LA MADUREZ PRECISA DE HOT CHIP

Muchas veces pasa lo mismo. Banda nueva, chistosa, de videos ingeniosos y música digna de pista de baile quiere ser tomada en serio. Clásico, y, a veces, eso se convierte en un fiasco.

Hot Chip era una de esas bandas que hacían música para entretener. Su imagen era sinónimo de fiesta y colorido. Pero también estaban bajo la lupa de los críticos que creían que la música se perdía en esa imagen. De todas formas, habían demostrado en su segundo disco, The Warning (Astralwerks / EMI / DFA, 2006), que estaban tomando con propiedad los elementos clásicos del pop con sintetizadores, expandiendo las fórmulas clásicas de esta tendencia musical.

Pese a decaer un poco en su tercer LP, Made In The Dark (Astralwerks / DFA, 2008), Hot Chip sabía que podía quitarse esa careta. De ser unos adolescentes tenían que convertirse en adultos, o si no les pasaría lo mismo que a Scissor Sisters, quienes han llevado a la caricatura por sobre su calidad musical.

Y One Life Stand (Astralwerks, 2010), su tercer álbum, lo consigue, no sólo a nivel de sonidos, un poco más calmados pero con la administración justa de elementos, sino que también con respecto a las temáticas de las canciones.

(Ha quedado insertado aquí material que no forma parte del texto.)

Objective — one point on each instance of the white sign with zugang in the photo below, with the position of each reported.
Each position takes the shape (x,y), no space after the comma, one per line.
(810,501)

One Life Stand es un disco sobre el amor, pero ese que hace sufrir, ese que crece cuanto más difícil es obtenerlo. Un disco sobre amor despechado, sobre cariños que van a desaparecer antes de lo necesario. Un disco de canciones donde se ruega por un poco de amor. Un disco romántico e intenso, pero con chispa y ligereza.

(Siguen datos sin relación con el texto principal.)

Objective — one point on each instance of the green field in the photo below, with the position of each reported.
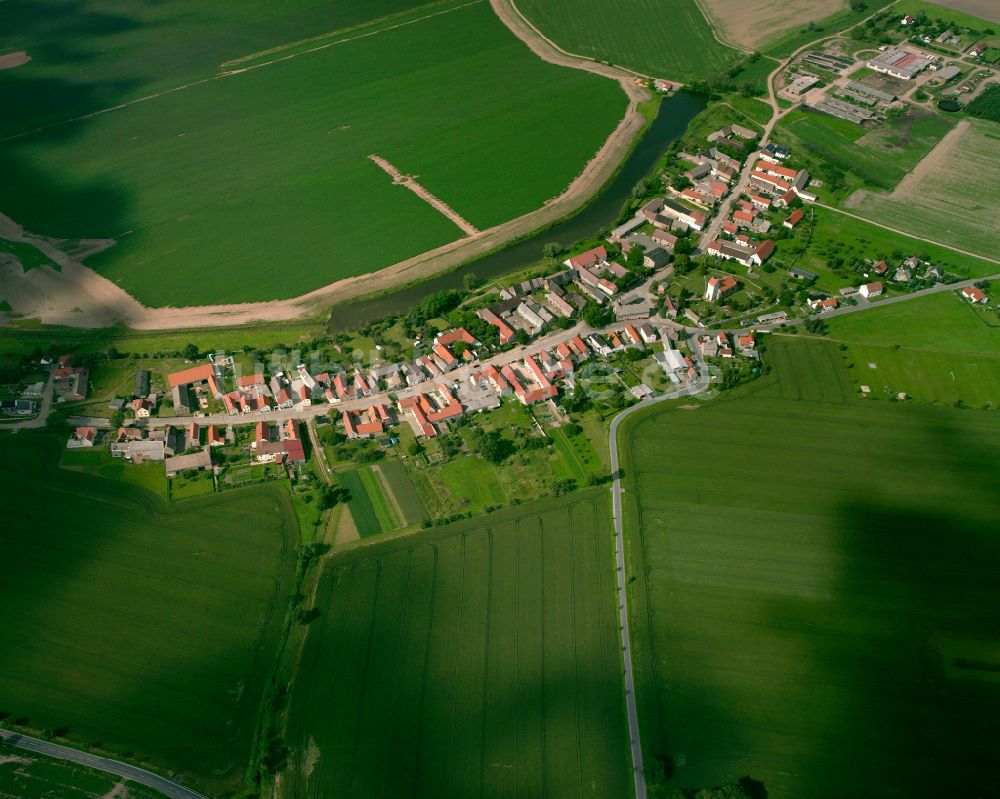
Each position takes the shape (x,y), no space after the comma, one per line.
(277,154)
(935,349)
(669,39)
(146,630)
(403,491)
(366,519)
(25,775)
(955,201)
(878,158)
(819,602)
(479,659)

Cuando en 2006 veíamos a cinco británicos jugando un sobreactuando en el colorido video de “Over And Over”, pensábamos si ellos serían alguna vez sólo una banda y, en realidad, no lo son. Son mucho más porque han sido capaces de hacer que su música e imagen tengan un concepto de ellos, no sólo claro, sino que en constante evolución.

Los casi 50 minutos que dura One Life Stand se pasan rápido. Diez canciones donde tal vez el punto fuerte se encuentra al final con la intensa y avasalladora “Take It In”, una composición sobria, soberbia, donde los arreglos musicales son leves, livianos, permitiendo que el beat destaque sin necesitar de estridencias. “Take It In” es el símbolo perfecto de un disco maduro, exigente y preciso desde un conjunto que muchos subestimaron y que ahora, con un LP difícil de etiquetar bajo el brazo, pueden exigir todo el respeto que se merecen.

Tracks recomendados: “One Life Stand”, “We Have Love”, “Take It In”.